In [1]:
import nltk

In [2]:
# movie review sentences
from nltk.corpus import sentence_polarity
import random

In [3]:
# get the sentence corpus and look at some sentences
sentences = sentence_polarity.sents()
print(len(sentences))
print(type(sentences))
print(sentence_polarity.categories())
# sentences are already tokenized, print the first four sentences
for sent in sentences[:4]:
    print(sent)

10662
<class 'nltk.corpus.reader.util.ConcatenatedCorpusView'>
['neg', 'pos']
['simplistic', ',', 'silly', 'and', 'tedious', '.']
["it's", 'so', 'laddish', 'and', 'juvenile', ',', 'only', 'teenage', 'boys', 'could', 'possibly', 'find', 'it', 'funny', '.']
['exploitative', 'and', 'largely', 'devoid', 'of', 'the', 'depth', 'or', 'sophistication', 'that', 'would', 'make', 'watching', 'such', 'a', 'graphic', 'treatment', 'of', 'the', 'crimes', 'bearable', '.']
['[garbus]', 'discards', 'the', 'potential', 'for', 'pathological', 'study', ',', 'exhuming', 'instead', ',', 'the', 'skewed', 'melodrama', 'of', 'the', 'circumstantial', 'situation', '.']


In [4]:
# look at the sentences by category to see how many positive and negative
pos_sents = sentence_polarity.sents(categories='pos')
print(len(pos_sents))
neg_sents = sentence_polarity.sents(categories='neg')
print(len(neg_sents))

5331
5331


In [5]:
## setup the movie reviews sentences for classification
# create a list of documents, each document is one sentence as a list of words paired with category
documents = [(sent, cat) for cat in sentence_polarity.categories() 
	for sent in sentence_polarity.sents(categories=cat)]

In [6]:
# look at the first and last documents - consists of all the words in the review
# followed by the category
print(documents[0])
print(documents[-1])
# randomly reorder documents
random.shuffle(documents)

(['simplistic', ',', 'silly', 'and', 'tedious', '.'], 'neg')
(['provides', 'a', 'porthole', 'into', 'that', 'noble', ',', 'trembling', 'incoherence', 'that', 'defines', 'us', 'all', '.'], 'pos')


In [7]:
# get all words from all movie_reviews and put into a frequency distribution
#   note lowercase, but no stemming or stopwords
all_words_list = [word for (sent,cat) in documents for word in sent]
all_words = nltk.FreqDist(all_words_list)
# get the 2000 most frequently appearing keywords in the corpus
word_items = all_words.most_common(2000)
word_features = [word for (word,count) in word_items]
print(word_features[:50])

['.', 'the', ',', 'a', 'and', 'of', 'to', 'is', 'in', 'that', 'it', 'as', 'but', 'with', 'film', 'this', 'for', 'its', 'an', 'movie', "it's", 'be', 'on', 'you', 'not', 'by', 'about', 'one', 'more', 'like', 'has', 'are', 'at', 'from', 'than', '"', 'all', '--', 'his', 'have', 'so', 'if', 'or', 'story', 'i', 'too', 'just', 'who', 'into', 'what']


In [8]:
# define features (keywords) of a document for a BOW/unigram baseline
# each feature is 'contains(keyword)' and is true or false depending
# on whether that keyword is in the document
def document_features(document, word_features):
    document_words = set(document)
    features = {}
    for word in word_features:
        features['V_{}'.format(word)] = (word in document_words)
    return features

In [9]:
# get features sets for a document, including keyword features and category feature
featuresets = [(document_features(d, word_features), c) for (d, c) in documents]

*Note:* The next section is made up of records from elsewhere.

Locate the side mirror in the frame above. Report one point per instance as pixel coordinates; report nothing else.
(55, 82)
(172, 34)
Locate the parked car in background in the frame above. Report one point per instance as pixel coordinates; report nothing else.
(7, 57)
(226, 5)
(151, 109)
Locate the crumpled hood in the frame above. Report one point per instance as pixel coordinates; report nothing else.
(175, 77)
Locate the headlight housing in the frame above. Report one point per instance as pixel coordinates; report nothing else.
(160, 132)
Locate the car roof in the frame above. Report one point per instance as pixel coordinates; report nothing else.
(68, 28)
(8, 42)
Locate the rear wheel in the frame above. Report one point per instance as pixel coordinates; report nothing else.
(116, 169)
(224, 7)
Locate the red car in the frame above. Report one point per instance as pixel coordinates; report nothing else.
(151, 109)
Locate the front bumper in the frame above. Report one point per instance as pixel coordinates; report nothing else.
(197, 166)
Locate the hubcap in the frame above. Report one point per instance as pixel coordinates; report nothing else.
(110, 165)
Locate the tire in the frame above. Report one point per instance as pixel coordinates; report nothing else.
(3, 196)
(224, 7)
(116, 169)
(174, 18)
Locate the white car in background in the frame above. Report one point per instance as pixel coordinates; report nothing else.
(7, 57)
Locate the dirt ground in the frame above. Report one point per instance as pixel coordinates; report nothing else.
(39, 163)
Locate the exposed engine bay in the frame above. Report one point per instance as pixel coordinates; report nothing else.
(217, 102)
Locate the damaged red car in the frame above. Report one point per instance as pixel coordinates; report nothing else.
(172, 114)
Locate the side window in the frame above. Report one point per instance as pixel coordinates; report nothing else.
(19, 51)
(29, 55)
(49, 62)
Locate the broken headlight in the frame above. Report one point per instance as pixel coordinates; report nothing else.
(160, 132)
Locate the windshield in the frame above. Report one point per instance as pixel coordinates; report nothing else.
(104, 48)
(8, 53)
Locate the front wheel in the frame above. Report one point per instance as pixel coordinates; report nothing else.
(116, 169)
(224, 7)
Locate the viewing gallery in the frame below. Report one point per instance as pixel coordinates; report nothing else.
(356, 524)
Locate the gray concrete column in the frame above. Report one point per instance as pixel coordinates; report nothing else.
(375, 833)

# the feature sets are 2000 words long so you may not want to look at one
featuresets[0]

({'V_.': True,
  'V_the': True,
  'V_,': False,
  'V_a': False,
  'V_and': False,
  'V_of': True,
  'V_to': False,
  'V_is': True,
  'V_in': False,
  'V_that': False,
  'V_it': False,
  'V_as': False,
  'V_but': False,
  'V_with': False,
  'V_film': True,
  'V_this': True,
  'V_for': False,
  'V_its': False,
  'V_an': True,
  'V_movie': False,
  "V_it's": False,
  'V_be': False,
  'V_on': True,
  'V_you': False,
  'V_not': False,
  'V_by': False,
  'V_about': False,
  'V_one': False,
  'V_more': False,
  'V_like': False,
  'V_has': False,
  'V_are': False,
  'V_at': False,
  'V_from': True,
  'V_than': False,
  'V_"': False,
  'V_all': False,
  'V_--': False,
  'V_his': True,
  'V_have': False,
  'V_so': False,
  'V_if': False,
  'V_or': False,
  'V_story': False,
  'V_i': False,
  'V_too': False,
  'V_just': False,
  'V_who': True,
  'V_into': False,
  'V_what': False,
  'V_most': False,
  'V_out': False,
  'V_no': False,
  'V_much': False,
  'V_even': False,
  'V_good': False,
  'V_u

In [10]:
# training using naive Baysian classifier, training set is approximately 90% of data
train_set, test_set = featuresets[1000:], featuresets[:1000]
classifier = nltk.NaiveBayesClassifier.train(train_set)

In [11]:
# evaluate the accuracy of the classifier
nltk.classify.accuracy(classifier, test_set)

0.758

In [12]:
# show which features of classifier are most informative
classifier.show_most_informative_features(30)

Most Informative Features
            V_engrossing = True              pos : neg    =     20.4 : 1.0
              V_captures = True              pos : neg    =     18.4 : 1.0
               V_generic = True              neg : pos    =     17.0 : 1.0
              V_mediocre = True              neg : pos    =     17.0 : 1.0
             V_inventive = True              pos : neg    =     15.0 : 1.0
                  V_flat = True              neg : pos    =     14.6 : 1.0
                V_unique = True              pos : neg    =     14.4 : 1.0
                V_boring = True              neg : pos    =     13.8 : 1.0
                  V_warm = True              pos : neg    =     13.0 : 1.0
             V_wonderful = True              pos : neg    =     13.0 : 1.0
               V_routine = True              neg : pos    =     13.0 : 1.0
             V_absorbing = True              pos : neg    =     12.3 : 1.0
            V_refreshing = True              pos : neg    =     12.3 : 1.0

In [14]:
import Subjectivity

In [15]:
# create your own path to the subjclues file
SLpath = "subjclueslen1-HLTEMNLP05/subjclueslen1-HLTEMNLP05.tff"

In [16]:
SL = Subjectivity.readSubjectivity(SLpath)

In [17]:
# how many words are in the dictionary
len(SL.keys())

6885

In [18]:
# look at words in the dictionary
print(SL['absolute'])
print(SL['shabby'])
# note what happens if the word is not there
print(SL['dog'])

['strongsubj', 'adj', False, 'neutral']
['strongsubj', 'adj', False, 'negative']


KeyError: 'dog'

In [19]:
# use multiple assignment to get the 4 items
strength, posTag, isStemmed, polarity = SL['absolute']
print(polarity)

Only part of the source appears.